A police chaplain grew suspicious that Willingham’s hysterics during the fire were not genuine. The chaplain, George Monaghan, noted that Willingham seemed “too distraught.”

In addition to these evaluations of Willingham’s behavior, fire investigators reported over 20 indicators of arson. These include the “crazed glass,” or the web-like cracks in the glass. Until more recent research was completed, arson specialists believed this to be a clear indication that an accelerant had been used in the fire. The fire experts also noted that the fire had reached a stage known as flashover, when a fire reaches such a high temperature that an explosion results. This further supported their reasoning that an accelerant had been used.

Willingham was charged with murder on Jan. 8, 1992, just two weeks after the fire. In August of the same year, his trial began, after Willingham turned down a deal from the prosecution and insisted that he was innocent. During the trial prosecutors presented inmate Johnny E. Webb as a witness. He testified that Willingham confessed at the county jail to killing his children in order to cover up the fact that his wife, Stacy, had been physically abusing them. Webb, a recovering drug addict, was taking psychiatric medication to relieve post-traumatic stress syndrome. The prosecution also presented as witnesses the neighbors who claimed that Willingham should have done more. Fire investigators Doug Fogg and Manuel Vasquez also testified at Willingham’s trial. Both of these investigators testified in court that the fire was caused by arson.

Both of these investigators testified to assumptions about fire that have been scientifically proven to be wrong.

Forensic Evidence Reconsidered

When the Chicago Tribune investigated the case, several experts reviewed documents, trial testimony, and video documentation of the fire scene and concluded that the original investigation was terribly flawed. Gerald Hurst, a Cambridge University-educated chemist, and John Lentini, John DeHaan, both private consultants specializing in fire investigation, along with Louisiana fire chief Kendall Ryland, examined the materials. They suggest that this fire may have been simply accidental.

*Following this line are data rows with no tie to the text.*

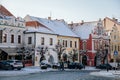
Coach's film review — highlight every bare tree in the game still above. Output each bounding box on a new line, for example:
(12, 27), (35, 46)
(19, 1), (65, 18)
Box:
(68, 49), (78, 62)
(38, 47), (48, 62)
(53, 44), (66, 61)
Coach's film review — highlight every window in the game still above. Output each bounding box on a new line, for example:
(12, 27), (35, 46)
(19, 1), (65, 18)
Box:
(3, 34), (7, 42)
(65, 40), (67, 47)
(63, 40), (65, 46)
(75, 41), (77, 48)
(118, 46), (120, 51)
(18, 35), (21, 43)
(28, 37), (32, 44)
(70, 41), (72, 47)
(0, 30), (2, 43)
(58, 40), (60, 45)
(114, 35), (116, 40)
(50, 38), (53, 45)
(112, 45), (113, 51)
(115, 45), (116, 50)
(11, 35), (14, 43)
(83, 41), (86, 50)
(41, 37), (44, 45)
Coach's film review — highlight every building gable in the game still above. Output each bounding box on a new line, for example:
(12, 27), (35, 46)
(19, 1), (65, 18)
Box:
(0, 5), (14, 16)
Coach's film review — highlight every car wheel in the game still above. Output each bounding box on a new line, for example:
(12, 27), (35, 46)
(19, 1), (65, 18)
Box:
(7, 66), (13, 70)
(17, 68), (21, 70)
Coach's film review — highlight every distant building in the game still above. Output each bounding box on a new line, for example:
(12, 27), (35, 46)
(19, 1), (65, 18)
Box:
(0, 5), (25, 60)
(24, 15), (79, 63)
(69, 20), (109, 66)
(103, 17), (120, 61)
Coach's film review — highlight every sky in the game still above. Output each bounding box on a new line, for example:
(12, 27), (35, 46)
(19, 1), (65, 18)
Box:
(0, 0), (120, 23)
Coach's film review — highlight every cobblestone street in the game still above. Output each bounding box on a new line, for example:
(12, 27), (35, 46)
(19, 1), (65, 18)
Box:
(0, 70), (119, 80)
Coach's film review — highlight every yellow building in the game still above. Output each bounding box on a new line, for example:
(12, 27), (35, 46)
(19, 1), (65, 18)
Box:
(103, 17), (120, 59)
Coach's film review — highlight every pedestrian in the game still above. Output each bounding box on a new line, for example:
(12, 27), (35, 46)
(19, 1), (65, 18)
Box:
(83, 64), (85, 69)
(61, 61), (64, 70)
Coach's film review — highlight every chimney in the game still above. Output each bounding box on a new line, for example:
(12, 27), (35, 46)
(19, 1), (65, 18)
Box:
(48, 17), (51, 20)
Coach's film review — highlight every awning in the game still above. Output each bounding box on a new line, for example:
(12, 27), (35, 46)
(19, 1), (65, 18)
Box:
(0, 48), (18, 56)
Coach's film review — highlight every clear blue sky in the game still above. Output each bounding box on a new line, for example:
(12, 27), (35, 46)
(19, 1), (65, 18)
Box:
(0, 0), (120, 22)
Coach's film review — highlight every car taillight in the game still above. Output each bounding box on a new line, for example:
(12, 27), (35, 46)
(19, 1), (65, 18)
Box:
(14, 63), (17, 65)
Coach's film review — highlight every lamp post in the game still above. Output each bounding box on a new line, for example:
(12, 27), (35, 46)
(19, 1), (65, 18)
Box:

After the Chicago Tribune investigation, Lentini worked with the Innocence Project to assemble an independent, peer-review panel of arson experts. The five-member panel –- with a combined 138 years in high-level fire investigation experience –- issued a 44-page report (.pdf) on the case.

They determined that “each and every one” of the forensic interpretations made by the state’s experts at Willingham’s trial was not scientifically valid. For example, the original investigators determined that an accelerant was used because wood cannot burn hot enough to melt aluminum. In fact, according to these leading experts, it can.

The 1991 investigators also claimed that the brown rings on the Willingham’s front porch indicated accelerant usage. Experts called this “baseless speculation,” explaining that fire-hose water often leaves brown rings on surfaces after evaporation.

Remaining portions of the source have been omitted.